Зоя снова засмеялась.
— А все–таки я — славянка… Мало ли бывает в жизни! Я сказала тебе и сама думала, что стала природной византийкой… Да вот теперь сказалась кровь… Я вся горю, я трепещу, сердце мое бьется радостью при одной только мысли, что скоро–скоро я увижу мою родину!…
— На радость ли?
— Какое горе ты видишь?
— Неужели ты думаешь, что на твоей родине сохранилась о тебе память?
— Старейшина Улеб и его дети никогда не будут забыты, — гордо проговорила Зоя. — Я уверена, что на Днепре все его помнят. Хотя мой несчастный отец убит этим ненавистным Никифором, но я отомщу, отомщу за его смерть!…
Глаза Зои загорелись злобным огоньком. Она так поглядела на Анастаса, что сердце его сжалось от какого–то мрачного предчувствия.
— Ты что–то задумала, Зоя, — смущенно пробормотал он.
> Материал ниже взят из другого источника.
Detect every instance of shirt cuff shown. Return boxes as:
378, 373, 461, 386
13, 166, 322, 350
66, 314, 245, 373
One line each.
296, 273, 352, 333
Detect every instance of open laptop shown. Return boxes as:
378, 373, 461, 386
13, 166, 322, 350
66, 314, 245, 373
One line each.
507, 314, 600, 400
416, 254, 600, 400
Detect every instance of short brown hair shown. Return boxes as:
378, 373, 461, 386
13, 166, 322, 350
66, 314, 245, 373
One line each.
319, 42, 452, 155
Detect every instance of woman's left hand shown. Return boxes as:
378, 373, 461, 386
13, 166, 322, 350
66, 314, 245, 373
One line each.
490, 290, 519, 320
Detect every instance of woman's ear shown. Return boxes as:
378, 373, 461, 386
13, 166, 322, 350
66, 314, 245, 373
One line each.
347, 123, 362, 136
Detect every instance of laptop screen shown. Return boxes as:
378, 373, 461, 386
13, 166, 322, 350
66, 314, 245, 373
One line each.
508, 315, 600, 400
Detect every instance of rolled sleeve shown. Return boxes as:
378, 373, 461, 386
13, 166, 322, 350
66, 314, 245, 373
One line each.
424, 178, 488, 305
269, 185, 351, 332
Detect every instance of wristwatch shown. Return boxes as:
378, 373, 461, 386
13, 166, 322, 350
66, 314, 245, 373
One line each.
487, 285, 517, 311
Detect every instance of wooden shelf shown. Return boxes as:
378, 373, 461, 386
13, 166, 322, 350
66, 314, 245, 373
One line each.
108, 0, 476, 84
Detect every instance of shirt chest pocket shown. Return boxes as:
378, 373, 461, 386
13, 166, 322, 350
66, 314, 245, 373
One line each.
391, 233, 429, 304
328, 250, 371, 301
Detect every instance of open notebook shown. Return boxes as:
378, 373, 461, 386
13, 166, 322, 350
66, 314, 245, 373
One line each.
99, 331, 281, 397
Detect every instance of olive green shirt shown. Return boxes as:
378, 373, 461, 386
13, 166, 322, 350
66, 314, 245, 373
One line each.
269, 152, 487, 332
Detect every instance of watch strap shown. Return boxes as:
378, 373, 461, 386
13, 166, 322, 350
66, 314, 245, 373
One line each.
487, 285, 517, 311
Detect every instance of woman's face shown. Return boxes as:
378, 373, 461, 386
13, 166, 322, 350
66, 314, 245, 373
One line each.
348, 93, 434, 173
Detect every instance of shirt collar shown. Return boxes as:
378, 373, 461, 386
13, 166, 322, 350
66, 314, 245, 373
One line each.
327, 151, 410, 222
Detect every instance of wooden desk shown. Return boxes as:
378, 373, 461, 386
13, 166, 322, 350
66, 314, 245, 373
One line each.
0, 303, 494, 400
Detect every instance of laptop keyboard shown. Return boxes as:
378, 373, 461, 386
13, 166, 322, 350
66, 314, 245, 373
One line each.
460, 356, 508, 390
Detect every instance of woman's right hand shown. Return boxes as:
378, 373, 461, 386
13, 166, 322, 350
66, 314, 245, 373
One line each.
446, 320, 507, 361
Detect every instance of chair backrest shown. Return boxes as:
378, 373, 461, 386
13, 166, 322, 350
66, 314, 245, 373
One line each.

— Я скажу тебе, что — месть и месть, какая только доступна дочери варварского народа… К этому толкает меня сама судьба. Погляди сам: разве это невольное изгнание, ничем не вызванное, не предопределено мне судьбой? Судьба заставляет меня вернуться на родину, бросив там на берегах Пропондиды все, что меня привязывало к Византии, и я иду…
— Но, по крайней мере, есть ли у тебя кто–нибудь там на берегах Днепра?
— Жив брат мой Всеслав; он в великом почете у киевских князей.
— Откуда ты это знаешь? Разве у тебя были сношения с Киевом?
— Мне сообщил об этом Изок, родной сын моего брата.
— Тот, которого ты скрывала у себя?
— Да, он…
— А эта другая девушка?
— Ирина? Она — его родная сестра и, стало быть, моя племянница.
— Так–так! Но что же с ними будет без нас? Склирена добивается юноши, а Никифор девушки; они своего не упустят.
— Вся моя надежда на Василия Македонянина: он добр, приветлив, искренне расположен и к тебе, и ко мне; но, если дети погибнут, месть моя будет еще ужаснее, верь мне в этом!…
— Зоя, я боюсь тебя! — воскликнул Анастас.